自劍陣八門處走出,其實還要再往上走,才能夠到青鋒解真正的山門。


    可自踏出這陣法之後,也就已經算是走入了青鋒解的山門當中,再往上走,是白玉山階,直通玉霄,若是現在是夜間,四下無光,唯有星月在天,那麽來人每每踏步,腳下的山階便會生出漣漪。


    步步升玉階,自此非凡人。


    自然讓人心中生出別離凡塵,清虛奧妙的感覺來,若按照鴻落羽的說法,那便是天底下一等一的排麵,讓他羨慕得緊,踏上山門,迎麵便是一柄巨大石劍,立在這演武場中央。


    氣魄雄渾。


    劍脊上可有青鋒解三字,字字淩厲入骨,其意境之大,遠甚於俗世中所謂書法大家,卓傲不群。
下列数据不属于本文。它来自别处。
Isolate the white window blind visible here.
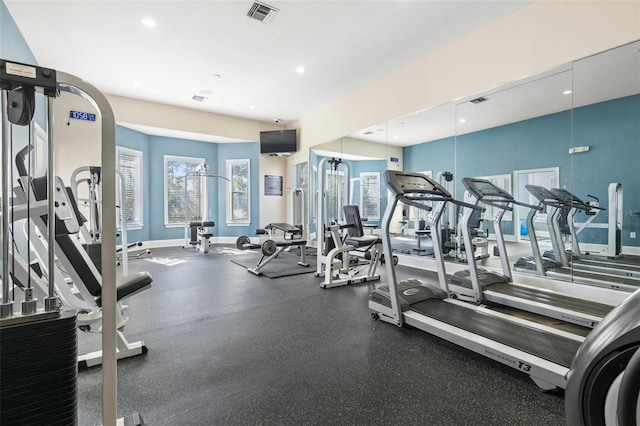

    那老者跟在了宮玉和王安風的身後,站在最後一級台階之上。


    他看著那近在咫尺的青鋒解三字,可是卻沒有像是剛剛在山下的時候那樣失態,他隻是深深吸了口氣,然後抬起右腳,輕輕踏在了山門上。


    一絲玉光亮起。


    便有漣漪四下擴散。


    這腳步聲音雖然輕微,可是對他而言卻不差於振聾發聵,開天辟地第一聲。


    老人身軀微微顫抖。


    王安風站在這山門之處,心中卻是罕見的平靜。


    說起來,這已經是他第二次踏入這稱為天下隱門第一的劍派當中,而兩次也都是跟在宮玉的身後,隻是那個時候,自己還隻不過是個初出茅廬的江湖新手,現在則不然,已經變了許多。


    而那個時候,他也不是孤身一人。


    有百裏封,有拓跋月,也有薛琴霜。


    在離開青鋒解的時候,身邊還有一輩子沒出過這麽遠門的傅墨夫子。


    此時站在這青鋒解的入口處,放眼可見的風景和當年一般無二,天地是不會有半點變化的,山川也一樣,會變的隻有人。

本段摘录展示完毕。